Marit: Now, the goal is to get rid of the victim, to banish that inner victim, and it can do that with the right treatment if people respond correctly. But the concept of our lives are created by our past is a victim mentality in and of itself. And if our present is created by our past and controlled by our past, then we're pretty much SOL.

But if we are focusing on our present is informed by our past, influenced by our past, but not controlled by it, then we have control, then we retain the power to change, the power to move forward. And if we have a vision of the future, then we become, we can have incredible power to move forward. And that's the important thing.

First of all, to love your child and to have compassion for their pain, because whether it's valid or not, their pain is real.

Diane: Yes.

Marit: Their fear is real. If they are in victim mode and rewriting history, that's okay, because you are, too.

Diane: Yeah.

Marit: Okay? Th- that's the interesting thing about our brain. If somebody says, "You were a terrible mother," the natural response will be to go through your past and look back and say, "I wasn't a terrible mother."

And then what are you looking for? You're looking for all the evidence. You don't think about this is natural, but you're looking for all the evidence that you were not a terrible mother.

Diane: Yeah.

Marit: So you are bringing forward all of those events where you sacrificed, where you loved, where you did good things, where you chose to help them, where you were close.

But that's not the full picture.

Diane: Yeah.

Marit: That is what your brain has focused on- And will continue to focus on in the future, but it's not the whole picture. And that's why it doesn't matter if you are right and your child is wrong. What matters is what are you gonna do about it? You need to take charge and move forward, and you do that by that's what I teach in my course. It's a 90-day course.

Diane: Yeah.

Marit: And you do that by choosing to find the good in the present. Choosing to find the good moving forward, setting goals for yourself, and becoming. Becoming not a mother like you did when you had a newborn but becoming a daughter of God.

When your identity is yourself, and when your identity is defined by that relationship, everything else comes into focus. And then you can be a daughter of God who is a mother. You can be a daughter of God who is a wife. You can be a daughter of a God who is a woman. But as a daughter of God, you have immense power.

You have divine inspiration, and you have the ability to shift how you're seeing the world. And the bias of looking for, I did all the good things, becomes the bias of, I'm a daughter of God, and that means I need to act like one. But I also have power, and that power is to choose my present and my future.

We can win the wait, and we do that by preparing and becoming. When my child came back, it was unexpected. It was not the timing that I would have considered to be, what I was expecting at all. But the call came, and then it was, "They're in town. They would like to see you." They lived about 90 minutes away.

And, I thought about it for a minute and I said, okay, because I'm gonna be like my Father in Heaven. I am not going to be the, shamed mother. I'm not going to be self-righteous. I'm not going to be a victim. I am going to be humble, and I'm going to love, and I'm going to smile, and I'm going to reflect Jesus.

And I went in the other room, and they came, and it was awkward. It was so stiff. And we all sat down together at our couches, and we have a coffee table in the middle. And the kids knew where the grammy toys are, and I had kept them there. And they went and they found them and pulled them out and started playing.
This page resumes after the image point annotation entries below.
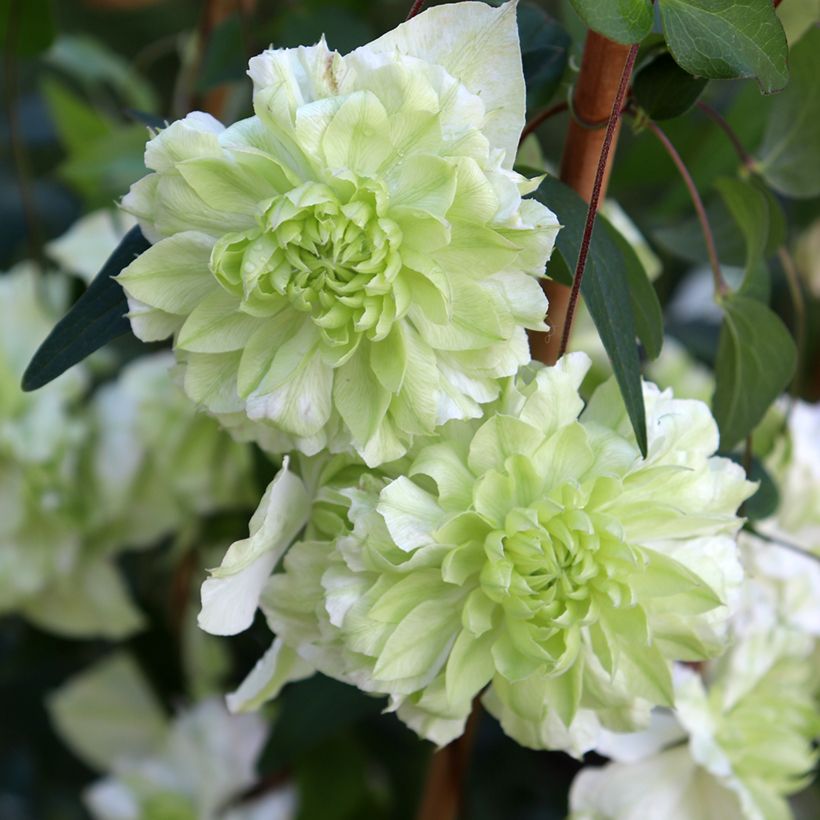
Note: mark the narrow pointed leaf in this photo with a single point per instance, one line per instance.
(755, 361)
(605, 288)
(625, 21)
(642, 294)
(94, 319)
(664, 90)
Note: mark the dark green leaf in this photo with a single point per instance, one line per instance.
(95, 67)
(544, 53)
(102, 169)
(685, 239)
(664, 90)
(225, 60)
(755, 361)
(749, 206)
(26, 26)
(790, 153)
(311, 712)
(625, 21)
(642, 295)
(766, 498)
(94, 319)
(76, 121)
(724, 39)
(606, 292)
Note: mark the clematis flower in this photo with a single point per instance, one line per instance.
(155, 463)
(195, 766)
(534, 554)
(81, 481)
(40, 435)
(354, 264)
(736, 746)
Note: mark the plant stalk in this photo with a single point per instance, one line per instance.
(609, 134)
(443, 796)
(602, 65)
(717, 274)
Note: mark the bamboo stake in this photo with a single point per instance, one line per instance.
(602, 64)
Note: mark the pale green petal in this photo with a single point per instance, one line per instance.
(231, 595)
(91, 602)
(172, 275)
(420, 644)
(669, 786)
(151, 324)
(465, 40)
(410, 513)
(215, 325)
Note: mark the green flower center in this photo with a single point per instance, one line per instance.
(552, 561)
(331, 256)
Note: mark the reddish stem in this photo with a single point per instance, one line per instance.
(720, 283)
(541, 118)
(417, 6)
(611, 125)
(443, 795)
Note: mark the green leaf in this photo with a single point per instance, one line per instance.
(724, 39)
(625, 21)
(749, 206)
(756, 359)
(663, 89)
(642, 295)
(103, 168)
(766, 498)
(76, 122)
(685, 239)
(790, 153)
(544, 53)
(98, 70)
(94, 319)
(225, 60)
(606, 292)
(26, 26)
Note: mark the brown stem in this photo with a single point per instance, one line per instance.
(417, 6)
(597, 185)
(602, 65)
(541, 118)
(34, 234)
(720, 283)
(443, 796)
(745, 157)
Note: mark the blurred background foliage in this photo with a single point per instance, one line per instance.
(82, 79)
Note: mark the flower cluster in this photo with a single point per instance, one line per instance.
(85, 478)
(354, 265)
(534, 552)
(749, 730)
(194, 767)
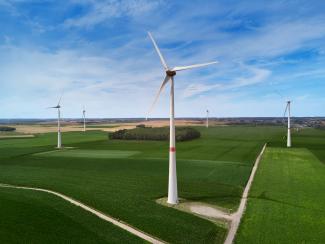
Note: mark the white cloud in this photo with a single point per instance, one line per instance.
(257, 75)
(101, 11)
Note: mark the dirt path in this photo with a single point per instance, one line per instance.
(210, 211)
(107, 218)
(236, 217)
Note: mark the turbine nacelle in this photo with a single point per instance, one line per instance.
(170, 73)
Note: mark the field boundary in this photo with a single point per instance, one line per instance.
(242, 206)
(93, 211)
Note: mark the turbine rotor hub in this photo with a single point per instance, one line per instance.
(171, 73)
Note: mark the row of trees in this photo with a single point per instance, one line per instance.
(157, 134)
(7, 128)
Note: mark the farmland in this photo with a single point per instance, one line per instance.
(125, 178)
(286, 202)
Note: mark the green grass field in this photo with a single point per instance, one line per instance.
(105, 175)
(84, 153)
(33, 217)
(286, 202)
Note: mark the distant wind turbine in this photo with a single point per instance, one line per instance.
(84, 118)
(170, 73)
(287, 110)
(59, 125)
(207, 122)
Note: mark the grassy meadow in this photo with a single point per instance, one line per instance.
(286, 202)
(36, 217)
(124, 178)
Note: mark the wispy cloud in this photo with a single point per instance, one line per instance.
(99, 54)
(255, 76)
(101, 11)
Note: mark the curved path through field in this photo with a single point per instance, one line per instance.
(105, 217)
(236, 217)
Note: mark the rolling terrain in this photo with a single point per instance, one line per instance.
(125, 178)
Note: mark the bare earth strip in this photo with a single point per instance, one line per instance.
(215, 213)
(93, 211)
(238, 215)
(16, 136)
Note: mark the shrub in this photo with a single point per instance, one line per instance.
(7, 128)
(156, 134)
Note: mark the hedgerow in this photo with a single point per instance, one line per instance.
(156, 134)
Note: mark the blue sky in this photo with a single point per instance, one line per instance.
(98, 54)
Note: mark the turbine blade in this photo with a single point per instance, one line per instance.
(179, 68)
(167, 78)
(163, 62)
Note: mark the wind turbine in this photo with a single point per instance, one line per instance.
(59, 126)
(84, 118)
(207, 122)
(170, 73)
(287, 109)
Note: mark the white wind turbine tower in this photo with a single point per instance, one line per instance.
(288, 109)
(207, 122)
(84, 118)
(59, 125)
(170, 73)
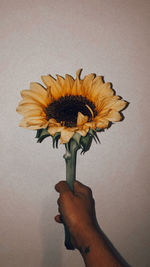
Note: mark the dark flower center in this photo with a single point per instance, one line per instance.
(65, 109)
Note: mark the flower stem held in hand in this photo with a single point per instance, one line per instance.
(70, 158)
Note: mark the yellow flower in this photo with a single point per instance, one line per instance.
(69, 106)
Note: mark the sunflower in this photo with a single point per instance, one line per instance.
(69, 106)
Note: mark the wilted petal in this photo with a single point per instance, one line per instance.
(66, 135)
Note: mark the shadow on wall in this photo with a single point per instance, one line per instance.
(51, 241)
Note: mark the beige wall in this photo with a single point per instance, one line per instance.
(110, 38)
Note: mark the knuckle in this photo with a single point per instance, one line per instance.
(88, 190)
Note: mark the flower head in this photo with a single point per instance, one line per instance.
(66, 106)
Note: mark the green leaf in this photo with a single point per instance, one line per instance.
(41, 135)
(77, 138)
(86, 142)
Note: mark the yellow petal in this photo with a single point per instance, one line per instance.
(68, 84)
(76, 89)
(81, 119)
(38, 88)
(87, 84)
(34, 124)
(60, 80)
(103, 123)
(106, 90)
(47, 80)
(66, 135)
(83, 132)
(119, 105)
(28, 94)
(52, 130)
(34, 113)
(22, 109)
(56, 89)
(114, 116)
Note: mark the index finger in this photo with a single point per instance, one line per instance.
(62, 187)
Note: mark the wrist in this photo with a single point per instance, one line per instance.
(86, 237)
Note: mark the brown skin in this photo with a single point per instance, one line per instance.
(78, 211)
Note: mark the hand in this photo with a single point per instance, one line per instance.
(77, 209)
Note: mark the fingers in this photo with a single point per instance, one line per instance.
(58, 218)
(63, 187)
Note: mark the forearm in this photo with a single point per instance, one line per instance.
(96, 251)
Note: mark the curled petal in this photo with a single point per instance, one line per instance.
(81, 119)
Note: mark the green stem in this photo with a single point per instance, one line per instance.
(70, 158)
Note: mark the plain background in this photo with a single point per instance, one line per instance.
(109, 38)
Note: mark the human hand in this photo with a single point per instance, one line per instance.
(77, 209)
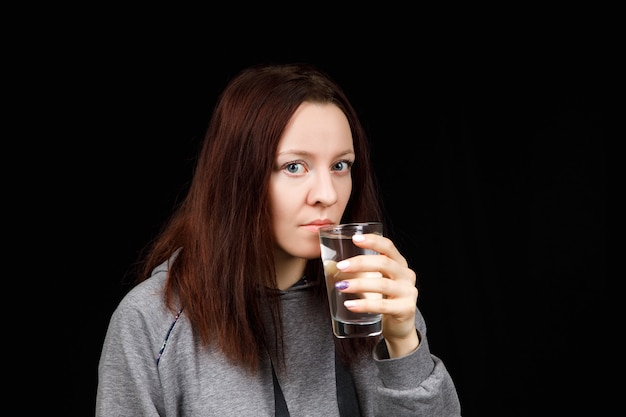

And one of them ran over to the fridge to get some grammy snacks, 'cause he knows I keep fruit stocked in there. Lots of berries for them all the time. And fortunately, I had some. And it just, it felt like family. And those kids just softened it, and it just felt like family. And it took a couple of months, and it was awkward, and there were little flare-ups here and there- But we got back together, and we are close now.

Are there problems? Absolutely. But I have finally learned to listen to him, and I have finally learned to be the mother that he needs, and I have finally learned who my identity is. And I mentioned my course. What I do in the course is I'm not working with people to learn skills or to learn intellect.

I am working with people to help them internalize these concepts because you can learn the ideas all you want.

Diane: Yes.

Marit: But without the other, if you don't change your identity and who you are if you don't change your soul, you are just going to be the same person, and that is the person they rejected and left.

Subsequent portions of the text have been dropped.